Channeling epilepsy’s hyper-active potential

Epilepsy is a brain disorder defined by a person having two or more unprovoked seizures. Most seizures are caused by hyper excitable neuronal activity and may affect a number of behaviors, including motor, sensory, cognitive or autonomic functions. A broad range of seizure types can occur, and many are linked to mutations in ion channels. This review focuses on four ion channel mutations directly related to major forms of epilepsy. Mutations in the voltage-gated sodium channel cause prolonged sodium influx, which lead to extended depolarization. Voltage-gated potassium channel mutations lead to a slow repolarization during the refractory period, and lead to repeated action potentials.
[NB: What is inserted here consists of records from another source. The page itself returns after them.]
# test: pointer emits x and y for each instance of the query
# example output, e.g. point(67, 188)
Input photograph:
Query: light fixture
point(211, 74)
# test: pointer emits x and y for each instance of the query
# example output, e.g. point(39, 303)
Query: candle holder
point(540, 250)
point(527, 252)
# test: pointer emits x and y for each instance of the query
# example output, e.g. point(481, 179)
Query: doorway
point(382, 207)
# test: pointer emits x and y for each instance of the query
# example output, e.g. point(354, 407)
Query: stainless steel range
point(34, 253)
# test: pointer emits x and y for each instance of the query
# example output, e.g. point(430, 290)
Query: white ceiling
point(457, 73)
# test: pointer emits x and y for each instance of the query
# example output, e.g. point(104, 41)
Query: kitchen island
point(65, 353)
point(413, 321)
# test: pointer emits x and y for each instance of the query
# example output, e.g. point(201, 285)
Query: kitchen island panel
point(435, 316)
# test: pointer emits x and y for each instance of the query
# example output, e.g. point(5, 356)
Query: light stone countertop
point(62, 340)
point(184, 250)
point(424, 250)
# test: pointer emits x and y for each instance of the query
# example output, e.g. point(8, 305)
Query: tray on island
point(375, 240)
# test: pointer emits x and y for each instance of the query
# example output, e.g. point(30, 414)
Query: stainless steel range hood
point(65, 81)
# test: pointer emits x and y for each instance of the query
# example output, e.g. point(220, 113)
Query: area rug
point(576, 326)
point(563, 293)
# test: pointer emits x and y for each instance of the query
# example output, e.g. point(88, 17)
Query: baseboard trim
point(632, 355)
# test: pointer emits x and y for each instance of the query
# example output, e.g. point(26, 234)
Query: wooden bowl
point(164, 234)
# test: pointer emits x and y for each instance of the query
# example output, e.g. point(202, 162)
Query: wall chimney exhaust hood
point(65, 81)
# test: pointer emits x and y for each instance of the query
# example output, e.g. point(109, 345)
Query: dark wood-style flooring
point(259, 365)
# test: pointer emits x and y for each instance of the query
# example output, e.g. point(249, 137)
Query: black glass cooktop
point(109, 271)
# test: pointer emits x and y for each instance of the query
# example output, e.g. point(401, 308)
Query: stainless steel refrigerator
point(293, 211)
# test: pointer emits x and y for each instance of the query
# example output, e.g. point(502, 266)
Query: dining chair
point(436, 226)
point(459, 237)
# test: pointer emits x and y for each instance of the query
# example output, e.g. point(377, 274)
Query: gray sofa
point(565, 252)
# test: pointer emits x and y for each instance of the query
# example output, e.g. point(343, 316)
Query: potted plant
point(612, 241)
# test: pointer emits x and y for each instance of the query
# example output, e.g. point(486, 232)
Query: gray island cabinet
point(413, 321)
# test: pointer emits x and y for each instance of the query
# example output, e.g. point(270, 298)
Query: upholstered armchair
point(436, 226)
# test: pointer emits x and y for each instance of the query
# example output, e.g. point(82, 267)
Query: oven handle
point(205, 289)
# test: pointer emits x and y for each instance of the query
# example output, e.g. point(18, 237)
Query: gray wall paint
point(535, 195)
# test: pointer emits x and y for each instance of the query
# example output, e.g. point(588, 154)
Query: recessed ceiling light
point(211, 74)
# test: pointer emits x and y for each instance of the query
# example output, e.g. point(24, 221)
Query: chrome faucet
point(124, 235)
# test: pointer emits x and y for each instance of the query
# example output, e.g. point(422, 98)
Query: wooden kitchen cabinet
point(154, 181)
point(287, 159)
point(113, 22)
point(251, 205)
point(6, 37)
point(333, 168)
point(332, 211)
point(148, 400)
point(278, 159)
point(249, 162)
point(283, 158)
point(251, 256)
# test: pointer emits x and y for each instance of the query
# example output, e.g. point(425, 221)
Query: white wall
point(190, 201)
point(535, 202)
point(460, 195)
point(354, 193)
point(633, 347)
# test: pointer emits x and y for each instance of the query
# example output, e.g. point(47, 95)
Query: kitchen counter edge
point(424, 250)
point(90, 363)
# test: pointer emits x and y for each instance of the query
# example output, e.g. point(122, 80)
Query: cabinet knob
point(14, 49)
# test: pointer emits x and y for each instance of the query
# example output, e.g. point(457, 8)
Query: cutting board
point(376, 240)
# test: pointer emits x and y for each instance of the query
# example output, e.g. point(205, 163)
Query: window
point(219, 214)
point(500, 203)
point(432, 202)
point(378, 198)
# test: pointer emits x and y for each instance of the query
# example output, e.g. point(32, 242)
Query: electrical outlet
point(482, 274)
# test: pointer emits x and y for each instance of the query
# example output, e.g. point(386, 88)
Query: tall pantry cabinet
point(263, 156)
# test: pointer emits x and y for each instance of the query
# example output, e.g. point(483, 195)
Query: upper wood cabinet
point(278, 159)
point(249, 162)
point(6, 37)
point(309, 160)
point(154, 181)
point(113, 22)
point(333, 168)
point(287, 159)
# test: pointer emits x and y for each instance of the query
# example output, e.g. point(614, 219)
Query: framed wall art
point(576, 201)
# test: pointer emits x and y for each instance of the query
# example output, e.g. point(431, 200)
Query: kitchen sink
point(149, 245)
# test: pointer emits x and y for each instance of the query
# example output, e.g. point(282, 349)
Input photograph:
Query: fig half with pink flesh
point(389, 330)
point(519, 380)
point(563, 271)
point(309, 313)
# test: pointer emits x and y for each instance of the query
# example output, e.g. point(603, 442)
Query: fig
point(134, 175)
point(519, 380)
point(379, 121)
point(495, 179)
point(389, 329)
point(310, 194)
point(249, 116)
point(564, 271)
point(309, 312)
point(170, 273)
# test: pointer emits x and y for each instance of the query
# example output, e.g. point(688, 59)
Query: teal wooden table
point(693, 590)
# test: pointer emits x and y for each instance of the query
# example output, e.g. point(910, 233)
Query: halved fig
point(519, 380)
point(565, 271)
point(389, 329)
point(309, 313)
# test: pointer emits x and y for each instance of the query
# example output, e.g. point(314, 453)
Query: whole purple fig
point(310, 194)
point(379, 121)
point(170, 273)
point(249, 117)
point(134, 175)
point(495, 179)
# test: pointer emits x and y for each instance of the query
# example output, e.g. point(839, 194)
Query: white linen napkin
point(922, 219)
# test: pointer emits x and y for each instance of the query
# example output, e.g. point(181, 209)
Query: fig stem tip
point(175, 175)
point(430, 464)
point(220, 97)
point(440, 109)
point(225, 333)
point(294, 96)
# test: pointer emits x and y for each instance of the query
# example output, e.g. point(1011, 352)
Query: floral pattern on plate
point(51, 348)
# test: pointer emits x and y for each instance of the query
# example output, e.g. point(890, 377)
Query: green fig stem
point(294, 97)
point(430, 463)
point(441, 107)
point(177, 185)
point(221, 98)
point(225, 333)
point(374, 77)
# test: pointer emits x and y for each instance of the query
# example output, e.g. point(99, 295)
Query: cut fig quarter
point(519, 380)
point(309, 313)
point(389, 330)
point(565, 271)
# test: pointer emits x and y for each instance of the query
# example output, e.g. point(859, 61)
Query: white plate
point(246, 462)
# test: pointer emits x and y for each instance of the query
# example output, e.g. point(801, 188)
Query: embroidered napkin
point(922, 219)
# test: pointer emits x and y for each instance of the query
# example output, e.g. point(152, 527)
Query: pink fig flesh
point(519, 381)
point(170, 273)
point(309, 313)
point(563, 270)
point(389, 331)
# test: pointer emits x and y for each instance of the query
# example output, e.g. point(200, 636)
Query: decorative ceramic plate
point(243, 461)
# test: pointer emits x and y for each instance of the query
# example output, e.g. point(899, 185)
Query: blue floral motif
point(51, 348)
Mutations in the ligand-gated nicotinic acetylcholine receptor cause increased sensitivity to acetylcholine activation and overexcite the thalamo-cortical loop. Mutations in the ionotropic GABAA receptor can accelerate decay of phasic GABA currents and decrease tonic, non-synaptic currents. More recent studies have also looked into the role of glial cells in epilepsy pathology, as they are responsible for the uptake of synaptic glutamate. Activated glia in epileptic loci may also exaggerate neuron excitability through an enhanced rate of glutamate release. While treatment for epilepsy includes medication, vagus nerve stimulation, surgery, and a specialized ketogenic diet, innovative new treatments are currently being developed, such as photoregulation of GABAA receptors.